Not sure about all the others.
The litany is long, like absent friends. The Crest, the Crestwood, the Ambassador, all the Loews theaters, Midtown, State, another one that eludes memory just now, the Mark Twain, the Creve Coeur…
I remember the first time I went to a multiplex. I didn’t know then that it was the wave of the future. My dad took me to The Des Peres to see 2001, on a screen not much larger than a widescreen LCD you can put in your home now. They were known as “Jerry Lewis Intimate Theaters” and we thought they were a joke. Well.
Movie houses, as they were once affectionately called, suffered, I think, the demise of the B Picture more than anything else. In an era where the cheapest Hollywood production can only be done for close to ten million, the need for box office returns simply will not support the way theaters used to operate. Oh, there are certainly B pictures, but they go direct to television (cable) or direct to DVD. No one is going to pay the cost of an evening at the theater for less than a major motion picture, so the bread-and-butter of the former age is gone.
I can understand, intellectually, what happened, and if I had been a businessman in the movie house business back then I probably would have taken the same series of decisions that has resulted in the current loss of what for many decades was an American institution.
Going to the movies is a social activity. It’s not like gathering a couple friends at your home to watch a DVD. It is a civilizing activity when conducted the way it once was.
One benefit of this, probably unforeseen (I didn’t see it), is the revival of live theater. If you’re going to pay a lot of money to go be entertained, the novelty and impact of the stage is the thing that draws the audience. Not, perhaps, large audiences—many local theater groups struggle—but devoted audiences, and this, I think, is a good thing. Live theater is about the story, the characters, not the special effects. At live theater, you have to pay attention.
I miss going to the movies. We stopped doing it years ago because, frankly, it was just more convenient to rent the video. The “pause” button has spoiled us, weakening out bladders, giving us opportunity to replay what just happened because we don’t pay as close attention as we used to, and avoiding sitting in a hall with people who don’t know how to shut up during the film. It became expensive and a bother.

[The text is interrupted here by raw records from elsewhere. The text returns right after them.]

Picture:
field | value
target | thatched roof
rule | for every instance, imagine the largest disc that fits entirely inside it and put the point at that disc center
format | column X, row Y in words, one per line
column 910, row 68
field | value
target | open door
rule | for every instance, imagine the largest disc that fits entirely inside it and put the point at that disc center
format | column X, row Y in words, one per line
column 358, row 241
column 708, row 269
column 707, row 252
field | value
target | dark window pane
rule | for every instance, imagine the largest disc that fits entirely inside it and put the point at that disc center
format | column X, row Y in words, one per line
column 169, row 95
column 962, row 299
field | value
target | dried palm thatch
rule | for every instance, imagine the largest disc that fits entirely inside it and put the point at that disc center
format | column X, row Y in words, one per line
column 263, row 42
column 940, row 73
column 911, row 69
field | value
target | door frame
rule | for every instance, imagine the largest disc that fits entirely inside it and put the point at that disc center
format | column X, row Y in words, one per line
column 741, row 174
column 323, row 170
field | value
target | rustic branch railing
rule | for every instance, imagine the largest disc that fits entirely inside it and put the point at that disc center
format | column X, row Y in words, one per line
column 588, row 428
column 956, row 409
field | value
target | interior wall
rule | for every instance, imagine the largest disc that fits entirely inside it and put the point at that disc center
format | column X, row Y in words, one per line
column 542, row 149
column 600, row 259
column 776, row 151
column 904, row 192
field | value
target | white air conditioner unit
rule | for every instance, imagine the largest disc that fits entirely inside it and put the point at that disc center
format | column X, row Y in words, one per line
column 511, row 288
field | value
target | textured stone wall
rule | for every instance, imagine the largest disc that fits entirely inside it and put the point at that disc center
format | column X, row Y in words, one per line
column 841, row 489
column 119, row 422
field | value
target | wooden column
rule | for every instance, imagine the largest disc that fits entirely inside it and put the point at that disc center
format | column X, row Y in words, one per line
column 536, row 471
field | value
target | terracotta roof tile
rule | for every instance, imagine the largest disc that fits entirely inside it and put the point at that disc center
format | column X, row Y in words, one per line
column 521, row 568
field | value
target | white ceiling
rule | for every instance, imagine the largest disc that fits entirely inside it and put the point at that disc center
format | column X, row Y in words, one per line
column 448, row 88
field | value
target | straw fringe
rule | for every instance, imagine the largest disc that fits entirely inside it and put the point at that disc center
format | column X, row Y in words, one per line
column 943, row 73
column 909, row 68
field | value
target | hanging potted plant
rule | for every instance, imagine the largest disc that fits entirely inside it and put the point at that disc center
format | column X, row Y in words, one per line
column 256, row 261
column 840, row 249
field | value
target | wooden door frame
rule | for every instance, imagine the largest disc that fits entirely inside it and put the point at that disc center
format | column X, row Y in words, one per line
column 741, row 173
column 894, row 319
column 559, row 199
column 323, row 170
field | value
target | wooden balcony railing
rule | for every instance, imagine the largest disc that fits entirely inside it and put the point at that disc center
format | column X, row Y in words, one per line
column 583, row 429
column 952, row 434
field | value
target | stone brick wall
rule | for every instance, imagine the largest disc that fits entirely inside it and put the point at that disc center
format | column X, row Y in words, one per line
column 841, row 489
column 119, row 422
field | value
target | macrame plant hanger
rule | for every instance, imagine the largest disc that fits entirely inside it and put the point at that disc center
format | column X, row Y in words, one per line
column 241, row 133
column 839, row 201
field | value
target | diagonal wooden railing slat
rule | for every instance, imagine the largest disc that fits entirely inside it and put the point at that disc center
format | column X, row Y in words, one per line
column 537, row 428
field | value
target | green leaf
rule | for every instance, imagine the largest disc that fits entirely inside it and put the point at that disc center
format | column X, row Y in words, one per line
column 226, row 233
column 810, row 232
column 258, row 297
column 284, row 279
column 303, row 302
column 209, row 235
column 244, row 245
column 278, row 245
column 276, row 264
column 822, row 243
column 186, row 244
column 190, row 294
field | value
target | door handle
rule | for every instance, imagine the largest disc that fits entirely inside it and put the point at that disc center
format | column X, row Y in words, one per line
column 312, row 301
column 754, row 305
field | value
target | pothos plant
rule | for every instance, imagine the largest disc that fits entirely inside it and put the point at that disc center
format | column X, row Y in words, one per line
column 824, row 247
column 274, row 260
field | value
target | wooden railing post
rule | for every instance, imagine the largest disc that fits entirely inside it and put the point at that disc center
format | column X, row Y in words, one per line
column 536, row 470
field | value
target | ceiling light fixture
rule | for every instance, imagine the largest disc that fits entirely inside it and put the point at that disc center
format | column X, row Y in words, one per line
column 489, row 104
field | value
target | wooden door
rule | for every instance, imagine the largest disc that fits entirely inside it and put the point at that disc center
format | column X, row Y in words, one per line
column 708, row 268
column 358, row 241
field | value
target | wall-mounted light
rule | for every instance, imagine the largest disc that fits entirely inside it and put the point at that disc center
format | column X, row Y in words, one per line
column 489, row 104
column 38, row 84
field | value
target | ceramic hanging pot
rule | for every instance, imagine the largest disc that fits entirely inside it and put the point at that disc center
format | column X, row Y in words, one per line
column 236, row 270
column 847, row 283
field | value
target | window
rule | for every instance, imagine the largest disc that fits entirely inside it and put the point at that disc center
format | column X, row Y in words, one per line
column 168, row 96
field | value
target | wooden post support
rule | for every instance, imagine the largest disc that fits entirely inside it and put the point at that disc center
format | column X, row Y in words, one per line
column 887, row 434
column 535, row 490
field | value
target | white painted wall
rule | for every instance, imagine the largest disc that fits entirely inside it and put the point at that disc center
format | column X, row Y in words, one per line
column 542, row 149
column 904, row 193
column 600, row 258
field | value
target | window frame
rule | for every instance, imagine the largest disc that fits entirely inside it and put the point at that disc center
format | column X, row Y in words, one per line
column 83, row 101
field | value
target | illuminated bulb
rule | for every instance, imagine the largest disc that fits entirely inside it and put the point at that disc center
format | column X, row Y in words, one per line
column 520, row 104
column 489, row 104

Now it’s a special event, something we might do once or twice a year. (I have every intention of going to see John Carter of Mars at the theater.) And, yes, there are still theaters—multiplexes, often in shopping malls (although that peculiar institution itself is struggling, so who knows what may happen)—and they are expensive. Now we have OMNIMAX theaters, which, impressive as they sometimes are, is nevertheless part of an ongoing tradition in film to try to coax people to leave their homes and go to the movies, like VistaVision, Todd-AO, Cinemascope and a dozen others, all trying to offer people what could not be had on television. The current revival of 3-D is such a gimmick.
Anyway, I thought I’d take some space to lament the passing of yet another monument from my youth. The intersection where The Avalon once stood was home once to a remarkable piece of urban architecture, a Famous-Barr department store that, when it was built, was shocking for its modernity. That’s gone now, too, a strip mall in its place with a Walgreens and an Office Max. Around the neighborhood you can see the architectural motifs on apartment buildings and private homes that speak of a more optimistic, confident time—and, perhaps, a more thoughtful time.
Or not. Nostalgia is deceptive and memory a dangerously mutable realm. But there is still some comfort there, to go along with the melancholy.